Most reliable index of general business conditions in Pittsburgh is how dirty people’s faces are. By last week with steel production touching a new Recovery high (75% of capacity) Pittsburghers were good & grimy. Boomtime crowds swarmed the narrow streets of the Golden Triangle, Pittsburgh’s famed business and shopping district at the junction of the Allegheny and Monongahela Rivers.
More men were at work in the endless miles of steel mills than in magic 1929. In smoky Homestead the Relief Office closed down last month for lack of patronage. More automobiles were sold in Allegheny County in the first six months of 1936 than in any other half-year on record. For the first time since the War Connellsville’s 38,900 beehive coke ovens, now obsolete, were pouring soot into the murky atmosphere because the steel companies, short of steel scrap, needed more coke to make pig iron. Dispossessed residents of the ovens got jobs coking in what had been their only Depression shelter.

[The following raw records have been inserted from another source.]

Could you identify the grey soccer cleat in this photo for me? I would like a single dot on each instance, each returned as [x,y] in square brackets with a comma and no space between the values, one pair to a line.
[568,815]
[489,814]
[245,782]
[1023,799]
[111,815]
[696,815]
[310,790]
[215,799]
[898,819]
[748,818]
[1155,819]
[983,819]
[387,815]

Happy steel executives were predicting an operating rate of 85% before the year end. U. S. Steel Corp. proposed to share its Pittsburgh prosperity with Birmingham, Ala., by announcing a $29,000,000 tin palate mill for its subsidiary, Tennessee Coal, Iron & Railroad Co. Cheered were Pittsburgh police when they picked up a 20-year-old California vagrant who explained his presence: “I heard there was a boom in Pittsburgh.”